神霊たちが集うあの場所へと、踵を返した。不意に私を呼ぶ声が、耳ではなく心に届いた。誰かは知らないが、力を持つ者だと思うに至る。何があっても良いように気を引き締め、大枝の上で幹に背中を預ける。目を閉じて意識的に、夢の中へ降り立った。足元から光る波が、同心円に広ぐ。
『何者だ?』
目の前に立っている、女性に問い掛けた。黒いガウンを着て、三日月の首飾りやイヤリングをつけていた。
『魔女と呼ばれているわ』
『真名は言わないのか』
『信じていない話じゃないけれど、力を持つ者なら分かるでしょう』
名前とは個の存在を認識させる記号のようなものだ。
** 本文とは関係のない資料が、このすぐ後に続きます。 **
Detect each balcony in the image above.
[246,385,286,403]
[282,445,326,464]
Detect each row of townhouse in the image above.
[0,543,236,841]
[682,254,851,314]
魂そのものと言えるからこそ、不用意に名乗ってはいけない。過去や現在を知られ、未来を変えられる。
『では、魔女よ。話があるのだろう?』
『感付いていると思うけど、あの子のことよ』
『ふむ。願いを叶えたのは、魔女か。死に場所ならば、他にもあるだろう』
『それは、本当のではないからよ。自分にとって大切なものを、忘れているの』
『誰かのためを優先して、自分をおろそかにしてきた結果か』
『そうよ。この空間はあの子の、心のようなものだから……』
『ここでなら、見付かるとでも?生きることさえ、難しいのに?』
『ええ。必要だからよ。そして。必要とされている。偶然はない。必然だから』
『本当の願いを思い出した時、何かが起こるとでも言うのか?』
『願い。願う強さが、運命を変える。子供とか、関係なしに』
『この場所にとって、希望に成り得るか……。世界に戻れる日が来る……?』
『手助けするしないは自由よ。何者も、心までは縛れないわ』
『なら。好きにさせてもらおうか。干渉は許さない』
『最後に一つだけ。あの子の行く末を信じてほしい。見守ってほしいの』
『そこまで言うのなら、考えよう』
『ありがとう』
魔女との会話が終わると夢から戻り、目を開けた。顔を横に向ければ少し離れた所で、男の子が寝ている。立ち去ろうとしも止められて、複雑だった。寒そうに丸まってゆく様を見て、悩む。今からすることは手助けではないと、自分を無理やり納得させて、力を使う。暖かな風のドームを築いた。遠き日の春を見て。